Apparently some folks are getting spooked by the goings-on at the Waipouli condo resort, across from Safeway. I’d heard a few reports of unusual events, and then Brian at the post office, who always asks what I’m working on, suggested yesterday I might want to write about how the place is haunted.

He said he’d been hearing stories of doors opening and closing in the night, furniture moving around by itself, strange noises. “But it might get some people upset at you,” he cautioned.

“Well,” I responded, “other people already got pretty upset when they dug up all those bones at the site and built those condos.


Then on Tuesday, a reader left this comment on that post:

i just returned from a stay at waipouli resort over the labor day weekend and had a strange experience. my stay on friday and saturday night were uneventful, but on sunday night i believe i had a visit from a spirit. i returned from dinner around 9pm and got ready for bed. i put my earrings that i had been wearing that night on the desk next to the bed. i was watching tv and kept hearing clinking noises coming from the kitchen. i was spooked so i turned on the living room light to keep a light on all night. i had strange nightmares all night long. the next morning after showering, i went to the desk to put on my earrings and one earring was snapped broken. the earrings themselves were still on the desk but the wires had been detached from the earrings and were on the floor under the desk. i gathered up the wires and one small piece of metal that i thought came from my earring and flew home to oahu. upon examining my earrings, i realized the small piece of metal i had picked up was not from my earring and was probably from someone else's earring. i think the spirit that visits this particular room has a thing about earrings. i had no idea about spirits at waipouli until i got home and searched the internet and came upon your article.
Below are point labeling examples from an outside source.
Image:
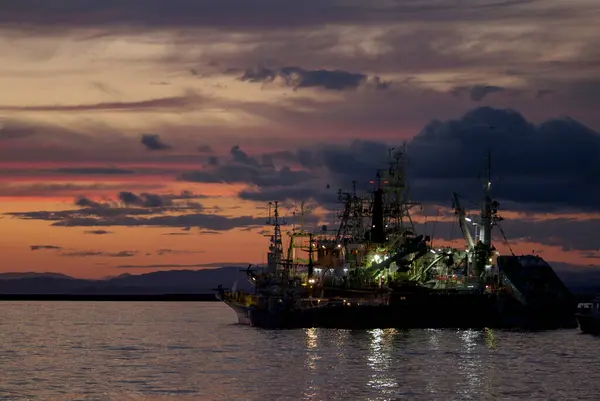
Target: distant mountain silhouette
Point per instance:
(197, 282)
(159, 282)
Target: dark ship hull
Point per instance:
(588, 317)
(464, 311)
(533, 298)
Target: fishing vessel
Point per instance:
(374, 271)
(588, 316)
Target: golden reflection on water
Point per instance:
(433, 340)
(380, 361)
(490, 338)
(312, 356)
(469, 363)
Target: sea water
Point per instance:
(195, 351)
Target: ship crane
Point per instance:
(462, 221)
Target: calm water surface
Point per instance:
(194, 351)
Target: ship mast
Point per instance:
(485, 234)
(276, 246)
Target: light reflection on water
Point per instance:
(193, 351)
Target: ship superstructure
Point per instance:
(374, 270)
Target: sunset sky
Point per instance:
(138, 136)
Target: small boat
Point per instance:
(588, 316)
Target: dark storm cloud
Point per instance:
(241, 168)
(476, 92)
(201, 220)
(38, 247)
(158, 266)
(153, 142)
(175, 102)
(92, 170)
(297, 77)
(97, 232)
(138, 14)
(143, 204)
(550, 165)
(83, 254)
(546, 166)
(162, 252)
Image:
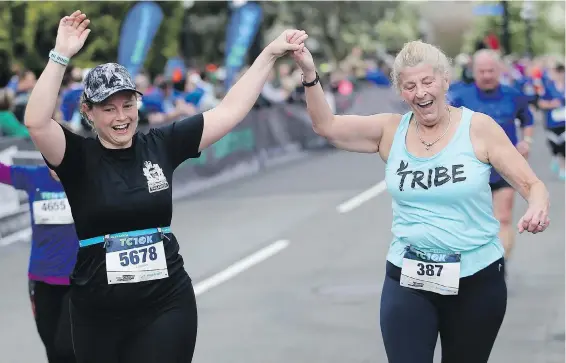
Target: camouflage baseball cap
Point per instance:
(106, 79)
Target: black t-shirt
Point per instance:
(109, 192)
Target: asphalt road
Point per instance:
(284, 274)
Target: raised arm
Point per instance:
(348, 132)
(242, 96)
(45, 132)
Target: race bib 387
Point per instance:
(435, 272)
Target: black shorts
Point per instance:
(555, 138)
(50, 305)
(468, 323)
(163, 334)
(500, 184)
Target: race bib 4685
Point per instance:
(51, 208)
(135, 258)
(435, 272)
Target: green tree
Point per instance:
(547, 29)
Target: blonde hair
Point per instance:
(418, 52)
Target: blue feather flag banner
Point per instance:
(137, 33)
(240, 33)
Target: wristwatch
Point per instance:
(310, 84)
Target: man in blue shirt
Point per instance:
(505, 105)
(552, 102)
(53, 255)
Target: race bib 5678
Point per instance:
(135, 258)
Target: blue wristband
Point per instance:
(58, 58)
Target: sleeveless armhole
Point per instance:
(400, 133)
(466, 137)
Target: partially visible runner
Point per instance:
(445, 266)
(54, 246)
(504, 104)
(552, 103)
(131, 299)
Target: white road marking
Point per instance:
(361, 198)
(240, 266)
(23, 235)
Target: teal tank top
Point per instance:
(442, 203)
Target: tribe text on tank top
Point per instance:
(442, 203)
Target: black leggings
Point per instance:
(168, 336)
(50, 305)
(468, 323)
But then, I'm sure Joe Brescia, who is trying to build the Naue house, doesn't believe in all that stuff. And given his track record as a speculator on Kauai, he won't be staying at the house, anyway.

6 comments:

Anonymous said...

"You moved the gravestones but you left the people! Why? Why?!"
-- Poltergeist, 1982

Regardless of one's personal view of the avowed spirit world -- serious or sneering, atheist or priest -- it is universally regarded as an improper place to piss.

Legal games that give permission to trash the bones of people we revere, in the name of property rights and in the pursuit of personal profit, are simply wrong.

And in some small corner of our materialistic hearts, everyone knows it.

Larry said...

When I was a kid we used to rent a bungalow on Far Rockaway beach in New York for several summers in a row.

A couple of blocks down there had been some kind of coverup involving someone dying in another bungalow and no one ever found to be responsible. I probably didn't understand then what it was about and don't remember now.

Part of it was that I think some people felt the occupant of the house (owner or renter, I don't remember) had something to do with it.

In any case, as soon as the sun set, people walking by on the beach would moan as they passed that street. Hey, it's a free country, people can moan if they want to.

Later that summer the bungalow was closed up and locked. By the time we left to go back to school some of the windows had been broken and it was beginning to decline.

So there's nothing saying that the house at Naue will ever be sold. Who would want a house with people moaning as they pass by all the time.

Not that I would suggest anything, of course.

Anonymous said...

Maybe....one way of discouraging more of this type of disrespectful building.....would be to list the addresses of all the places that have been build upon Iwi in a book about "Hawaiian Spirits" so tourists can learn about what is happening to the island, do not patronize these places but instead visit these places persona non grata.

Dr. Freddy

Anonymous said...

There would be no place to stay except the Tip Top.
All the houses built on sand would be suspect.
Plus, we couldn't drive through Kapa'a as there are burials under the roads.

Anonymous said...

No, maybe Mr. Brescia won't be living in that house but when he sells it, he is supposed to fully disclose that the house sits on grave sites. He is supposed to also disclose if it might be haunted. He should be finding out soon enough even before the house is pau whether it is haunted. Can't wait to hear all those spooky stories. Josephine

Anonymous said...

In pristine valleys and on tropical beaches, in mountains sacred to people and tundra sacred only to birds, if someone wants it, they'll find a way to dig it up, rip it out and consume it -- for cash.

Gold mines or graveyards, they'll gobble it down to fatten the already bloated gut of their bank accounts. Hungry? Eat. You can never have enough.

And people say cannibalism is a thing of the past.